Suppose the prior probability of the germ carrier is 10%. When in tests, germ carriers have the probability of $95\%$ to give positive results and $5\%$ to give negative; non-germ carriers have the probability of $1\%$ to give positive results and $99\%$ to give negative. Now, there is a person who passes the test three times, giving $2$ positive and $1$ negative results. The question is to calculate the probability of this person being germ carrier.
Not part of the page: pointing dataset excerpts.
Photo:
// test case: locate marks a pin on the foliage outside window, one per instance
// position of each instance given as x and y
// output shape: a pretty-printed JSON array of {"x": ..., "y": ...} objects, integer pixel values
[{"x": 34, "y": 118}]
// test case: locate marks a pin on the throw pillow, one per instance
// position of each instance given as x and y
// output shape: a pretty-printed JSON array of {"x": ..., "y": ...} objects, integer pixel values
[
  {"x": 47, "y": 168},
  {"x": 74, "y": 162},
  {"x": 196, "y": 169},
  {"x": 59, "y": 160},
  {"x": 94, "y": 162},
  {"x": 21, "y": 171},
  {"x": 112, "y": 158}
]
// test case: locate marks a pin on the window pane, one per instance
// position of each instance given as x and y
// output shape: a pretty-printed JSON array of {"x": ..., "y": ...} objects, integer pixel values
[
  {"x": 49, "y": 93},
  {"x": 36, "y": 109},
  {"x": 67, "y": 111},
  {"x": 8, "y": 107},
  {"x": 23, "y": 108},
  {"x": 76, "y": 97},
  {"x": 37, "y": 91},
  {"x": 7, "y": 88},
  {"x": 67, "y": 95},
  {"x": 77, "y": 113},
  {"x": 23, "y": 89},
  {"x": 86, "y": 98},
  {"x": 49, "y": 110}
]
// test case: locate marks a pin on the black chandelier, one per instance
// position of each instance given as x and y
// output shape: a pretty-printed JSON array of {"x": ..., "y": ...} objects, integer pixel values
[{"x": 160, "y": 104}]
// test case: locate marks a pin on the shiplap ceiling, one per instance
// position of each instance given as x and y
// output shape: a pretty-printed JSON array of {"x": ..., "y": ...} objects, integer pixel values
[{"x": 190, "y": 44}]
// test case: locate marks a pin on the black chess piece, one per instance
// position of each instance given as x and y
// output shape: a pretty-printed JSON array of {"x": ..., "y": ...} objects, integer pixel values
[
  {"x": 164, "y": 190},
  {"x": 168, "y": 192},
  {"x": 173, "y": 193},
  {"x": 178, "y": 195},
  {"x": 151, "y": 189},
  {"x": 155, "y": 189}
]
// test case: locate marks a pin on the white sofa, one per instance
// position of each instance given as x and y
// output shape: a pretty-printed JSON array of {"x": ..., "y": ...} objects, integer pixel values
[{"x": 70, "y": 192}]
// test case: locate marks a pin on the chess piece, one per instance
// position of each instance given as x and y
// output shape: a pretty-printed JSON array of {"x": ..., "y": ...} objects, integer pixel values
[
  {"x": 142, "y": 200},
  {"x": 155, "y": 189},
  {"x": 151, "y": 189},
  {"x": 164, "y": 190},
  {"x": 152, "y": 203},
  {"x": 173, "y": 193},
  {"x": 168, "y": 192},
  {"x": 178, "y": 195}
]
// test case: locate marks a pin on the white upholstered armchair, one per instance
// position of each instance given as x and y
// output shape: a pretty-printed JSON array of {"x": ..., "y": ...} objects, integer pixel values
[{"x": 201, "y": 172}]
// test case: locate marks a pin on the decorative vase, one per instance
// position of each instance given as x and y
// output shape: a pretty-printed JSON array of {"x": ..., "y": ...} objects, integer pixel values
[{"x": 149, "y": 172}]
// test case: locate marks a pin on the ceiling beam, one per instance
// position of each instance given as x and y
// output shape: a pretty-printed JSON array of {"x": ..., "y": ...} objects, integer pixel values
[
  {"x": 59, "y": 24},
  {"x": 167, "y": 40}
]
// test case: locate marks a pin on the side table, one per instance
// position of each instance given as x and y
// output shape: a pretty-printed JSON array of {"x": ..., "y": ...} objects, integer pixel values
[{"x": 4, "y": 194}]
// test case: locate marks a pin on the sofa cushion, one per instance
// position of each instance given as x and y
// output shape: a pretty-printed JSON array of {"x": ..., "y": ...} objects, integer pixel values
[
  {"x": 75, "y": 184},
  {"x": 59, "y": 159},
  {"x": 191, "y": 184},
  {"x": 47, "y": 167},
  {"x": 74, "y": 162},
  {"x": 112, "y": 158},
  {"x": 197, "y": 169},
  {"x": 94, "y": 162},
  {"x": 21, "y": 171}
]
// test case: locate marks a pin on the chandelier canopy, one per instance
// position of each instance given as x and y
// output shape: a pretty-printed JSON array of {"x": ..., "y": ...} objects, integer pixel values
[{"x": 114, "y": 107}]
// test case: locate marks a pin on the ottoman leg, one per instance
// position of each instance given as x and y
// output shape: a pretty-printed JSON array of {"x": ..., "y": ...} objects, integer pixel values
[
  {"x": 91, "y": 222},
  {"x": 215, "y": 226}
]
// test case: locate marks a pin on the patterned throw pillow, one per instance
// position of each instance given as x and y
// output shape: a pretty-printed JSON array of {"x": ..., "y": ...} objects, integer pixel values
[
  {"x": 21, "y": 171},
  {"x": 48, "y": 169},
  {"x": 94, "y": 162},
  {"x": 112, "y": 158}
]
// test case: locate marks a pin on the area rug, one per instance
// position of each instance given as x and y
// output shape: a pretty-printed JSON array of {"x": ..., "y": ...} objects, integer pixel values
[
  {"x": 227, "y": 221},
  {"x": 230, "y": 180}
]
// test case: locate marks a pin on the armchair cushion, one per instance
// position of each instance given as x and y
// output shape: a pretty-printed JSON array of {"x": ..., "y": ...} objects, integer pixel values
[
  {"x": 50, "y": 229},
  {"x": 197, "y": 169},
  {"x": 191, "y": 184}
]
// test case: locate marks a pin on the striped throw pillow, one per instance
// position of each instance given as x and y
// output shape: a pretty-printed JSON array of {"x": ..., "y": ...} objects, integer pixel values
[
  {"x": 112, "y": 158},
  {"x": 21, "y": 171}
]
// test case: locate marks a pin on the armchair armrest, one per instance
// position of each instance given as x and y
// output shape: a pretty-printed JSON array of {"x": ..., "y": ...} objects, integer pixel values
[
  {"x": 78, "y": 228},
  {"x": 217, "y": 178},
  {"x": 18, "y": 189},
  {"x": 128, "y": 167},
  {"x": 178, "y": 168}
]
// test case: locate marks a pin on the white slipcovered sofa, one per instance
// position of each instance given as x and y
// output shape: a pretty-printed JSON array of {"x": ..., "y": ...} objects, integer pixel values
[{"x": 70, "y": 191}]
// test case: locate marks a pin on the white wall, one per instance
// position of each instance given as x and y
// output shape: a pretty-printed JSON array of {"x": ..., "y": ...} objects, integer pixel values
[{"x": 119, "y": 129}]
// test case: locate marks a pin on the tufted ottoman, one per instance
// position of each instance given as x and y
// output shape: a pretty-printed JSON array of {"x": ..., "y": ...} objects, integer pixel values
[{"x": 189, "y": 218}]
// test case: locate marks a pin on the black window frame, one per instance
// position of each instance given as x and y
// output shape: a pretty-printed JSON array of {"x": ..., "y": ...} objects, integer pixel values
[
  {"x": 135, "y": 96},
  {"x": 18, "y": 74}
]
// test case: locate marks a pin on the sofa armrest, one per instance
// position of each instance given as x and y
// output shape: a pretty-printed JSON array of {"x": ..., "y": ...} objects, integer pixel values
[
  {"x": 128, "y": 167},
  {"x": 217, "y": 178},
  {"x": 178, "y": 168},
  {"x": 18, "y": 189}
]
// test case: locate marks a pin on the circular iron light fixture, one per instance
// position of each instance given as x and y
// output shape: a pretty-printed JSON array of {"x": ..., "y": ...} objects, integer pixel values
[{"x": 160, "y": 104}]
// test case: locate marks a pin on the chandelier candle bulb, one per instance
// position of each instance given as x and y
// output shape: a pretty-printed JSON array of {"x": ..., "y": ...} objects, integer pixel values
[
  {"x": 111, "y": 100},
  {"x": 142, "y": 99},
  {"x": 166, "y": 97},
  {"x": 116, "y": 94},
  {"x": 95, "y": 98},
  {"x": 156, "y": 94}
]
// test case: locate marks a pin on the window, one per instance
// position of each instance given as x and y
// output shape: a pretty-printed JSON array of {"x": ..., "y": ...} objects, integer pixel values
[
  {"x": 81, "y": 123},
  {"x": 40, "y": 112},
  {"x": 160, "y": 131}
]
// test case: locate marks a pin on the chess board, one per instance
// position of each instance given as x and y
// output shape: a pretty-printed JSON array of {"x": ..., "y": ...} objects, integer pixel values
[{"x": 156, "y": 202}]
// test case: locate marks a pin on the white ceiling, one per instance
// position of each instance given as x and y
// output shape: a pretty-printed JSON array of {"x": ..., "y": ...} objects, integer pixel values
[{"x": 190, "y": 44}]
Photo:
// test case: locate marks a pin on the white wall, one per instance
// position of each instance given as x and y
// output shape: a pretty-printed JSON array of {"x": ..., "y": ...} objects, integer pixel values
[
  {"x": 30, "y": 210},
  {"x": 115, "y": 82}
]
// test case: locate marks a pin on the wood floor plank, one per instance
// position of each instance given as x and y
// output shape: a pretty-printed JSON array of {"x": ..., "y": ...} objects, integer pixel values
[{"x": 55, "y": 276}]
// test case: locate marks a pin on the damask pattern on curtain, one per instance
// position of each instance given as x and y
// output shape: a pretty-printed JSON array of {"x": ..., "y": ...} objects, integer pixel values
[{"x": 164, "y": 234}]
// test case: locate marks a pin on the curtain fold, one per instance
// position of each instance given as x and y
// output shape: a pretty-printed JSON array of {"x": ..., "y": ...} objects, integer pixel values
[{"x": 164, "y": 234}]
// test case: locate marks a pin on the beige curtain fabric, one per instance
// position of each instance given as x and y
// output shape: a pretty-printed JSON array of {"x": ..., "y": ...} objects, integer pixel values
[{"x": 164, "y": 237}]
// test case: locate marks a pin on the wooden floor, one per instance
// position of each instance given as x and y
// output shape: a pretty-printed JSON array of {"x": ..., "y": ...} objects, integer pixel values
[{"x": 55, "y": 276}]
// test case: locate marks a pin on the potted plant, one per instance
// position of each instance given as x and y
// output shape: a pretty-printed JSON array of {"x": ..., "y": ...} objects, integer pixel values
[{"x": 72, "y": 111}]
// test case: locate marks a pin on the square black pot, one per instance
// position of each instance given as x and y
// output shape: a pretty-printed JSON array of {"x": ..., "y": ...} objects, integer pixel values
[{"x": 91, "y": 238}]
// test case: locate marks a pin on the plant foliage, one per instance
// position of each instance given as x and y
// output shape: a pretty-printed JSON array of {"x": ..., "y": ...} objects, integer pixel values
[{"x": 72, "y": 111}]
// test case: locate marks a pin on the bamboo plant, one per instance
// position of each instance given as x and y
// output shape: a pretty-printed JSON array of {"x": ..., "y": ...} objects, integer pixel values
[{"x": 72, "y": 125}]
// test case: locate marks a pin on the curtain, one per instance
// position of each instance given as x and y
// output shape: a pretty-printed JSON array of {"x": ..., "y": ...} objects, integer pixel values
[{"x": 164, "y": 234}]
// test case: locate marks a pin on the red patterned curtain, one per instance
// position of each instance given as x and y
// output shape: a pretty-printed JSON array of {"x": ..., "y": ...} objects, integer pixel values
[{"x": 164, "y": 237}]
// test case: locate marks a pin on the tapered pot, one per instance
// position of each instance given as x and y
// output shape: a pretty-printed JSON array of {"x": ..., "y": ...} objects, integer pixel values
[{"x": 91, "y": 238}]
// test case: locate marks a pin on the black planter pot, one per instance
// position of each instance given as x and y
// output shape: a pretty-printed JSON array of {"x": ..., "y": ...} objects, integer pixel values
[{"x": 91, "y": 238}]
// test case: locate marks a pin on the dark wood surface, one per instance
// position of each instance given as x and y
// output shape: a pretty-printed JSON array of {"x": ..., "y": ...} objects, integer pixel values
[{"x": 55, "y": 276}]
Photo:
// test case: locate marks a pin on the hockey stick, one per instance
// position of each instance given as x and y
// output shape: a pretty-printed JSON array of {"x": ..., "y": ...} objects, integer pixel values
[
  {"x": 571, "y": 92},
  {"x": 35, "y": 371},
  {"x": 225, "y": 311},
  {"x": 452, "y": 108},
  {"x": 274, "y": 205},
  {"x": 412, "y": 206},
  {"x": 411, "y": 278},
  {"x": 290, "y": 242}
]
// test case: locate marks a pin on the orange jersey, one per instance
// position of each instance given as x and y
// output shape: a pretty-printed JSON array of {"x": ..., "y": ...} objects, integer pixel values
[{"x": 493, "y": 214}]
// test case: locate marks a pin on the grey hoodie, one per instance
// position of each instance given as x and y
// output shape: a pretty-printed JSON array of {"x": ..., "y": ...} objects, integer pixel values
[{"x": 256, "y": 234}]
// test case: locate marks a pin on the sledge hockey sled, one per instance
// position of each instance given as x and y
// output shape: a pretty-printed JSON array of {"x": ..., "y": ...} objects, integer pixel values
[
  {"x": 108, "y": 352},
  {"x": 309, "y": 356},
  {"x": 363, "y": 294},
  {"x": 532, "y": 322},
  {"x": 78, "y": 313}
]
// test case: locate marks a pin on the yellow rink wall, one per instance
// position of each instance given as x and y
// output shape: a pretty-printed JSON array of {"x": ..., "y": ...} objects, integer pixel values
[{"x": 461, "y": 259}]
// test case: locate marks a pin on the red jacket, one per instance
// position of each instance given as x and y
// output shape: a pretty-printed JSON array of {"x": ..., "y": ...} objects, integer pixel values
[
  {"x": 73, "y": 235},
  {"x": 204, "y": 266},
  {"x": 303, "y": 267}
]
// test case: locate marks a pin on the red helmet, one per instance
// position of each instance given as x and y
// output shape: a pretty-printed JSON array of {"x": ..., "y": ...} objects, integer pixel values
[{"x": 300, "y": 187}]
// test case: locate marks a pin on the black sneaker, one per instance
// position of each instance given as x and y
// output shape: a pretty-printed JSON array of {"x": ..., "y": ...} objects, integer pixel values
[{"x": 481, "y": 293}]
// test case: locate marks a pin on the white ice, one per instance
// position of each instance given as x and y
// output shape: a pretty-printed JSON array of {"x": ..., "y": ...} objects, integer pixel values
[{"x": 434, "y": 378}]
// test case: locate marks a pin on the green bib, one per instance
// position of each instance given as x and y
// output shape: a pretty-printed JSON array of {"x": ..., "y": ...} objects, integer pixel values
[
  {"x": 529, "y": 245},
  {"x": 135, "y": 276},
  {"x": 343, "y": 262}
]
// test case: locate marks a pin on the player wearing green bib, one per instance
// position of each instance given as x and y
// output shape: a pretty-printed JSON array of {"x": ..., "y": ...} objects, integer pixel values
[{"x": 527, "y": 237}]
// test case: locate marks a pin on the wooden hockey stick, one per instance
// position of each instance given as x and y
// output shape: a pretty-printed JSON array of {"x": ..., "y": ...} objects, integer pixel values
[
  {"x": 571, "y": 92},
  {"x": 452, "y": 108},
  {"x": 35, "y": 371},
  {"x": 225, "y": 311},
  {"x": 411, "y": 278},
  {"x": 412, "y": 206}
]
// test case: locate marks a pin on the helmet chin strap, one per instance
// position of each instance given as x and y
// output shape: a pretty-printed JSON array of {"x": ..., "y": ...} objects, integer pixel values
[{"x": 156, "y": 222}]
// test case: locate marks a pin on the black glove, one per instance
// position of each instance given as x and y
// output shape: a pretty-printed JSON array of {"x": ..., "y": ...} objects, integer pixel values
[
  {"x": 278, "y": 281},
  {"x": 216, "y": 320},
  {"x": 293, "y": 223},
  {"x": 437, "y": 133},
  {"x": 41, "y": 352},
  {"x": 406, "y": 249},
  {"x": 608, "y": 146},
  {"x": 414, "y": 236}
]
The tests are independent.
My answer is:
Notate the prior probability of:
germ carrier $ P(A)=10 \% $
non-germ carrier $ P(\bar A)=90 \% $
and the event of
positive $b=1$
negative $b=0$
We list the conditional probability:
$P(b=1|A) = 95\%$
$P(b=0|A) = 5\%$
$P(b=1|\bar{A}) = 1\%$
$P(b=0|\bar{A}) = 99\%$
So, we calculate the prior probability of test results: $$P(b=1)=P(b=1|A)P(A) + P(b=1|\bar{A})P(\bar{A})=10.4\%$$ $$P(b=0)=P(b=0|A)P(A) + P(b=0|\bar{A})P(\bar{A})=89.6\%$$ Finally, we calculate the posterior by knowing the tests are independent
$$ P(A|b=1,1,0)=\frac{P(b=1,1,0|A)P(A)}{P(b=1,1,0)} = \frac{P(b=1|A)P(b=1|A)P(b=0|A)P(A)}{P(b=1)P(b=1)P(b=0)} \approx 46.56\%$$
So, did I do it right?
Let $X$ be the 3 tests.
$P(A|X)=\frac{P(X|A)P(A)}{P(X|\bar{A})P(\bar{A})+P(X|A)P(A)}$
$=\frac{0.1\times C_3^2\times 0.95^2\times 0.05}{0.1\times C_3^2\times 0.95^2\times 0.05+0.9\times C_3^1\times0.01^2\times0.99 }$
$=0.9806$
Am I correct? I need your confirmation.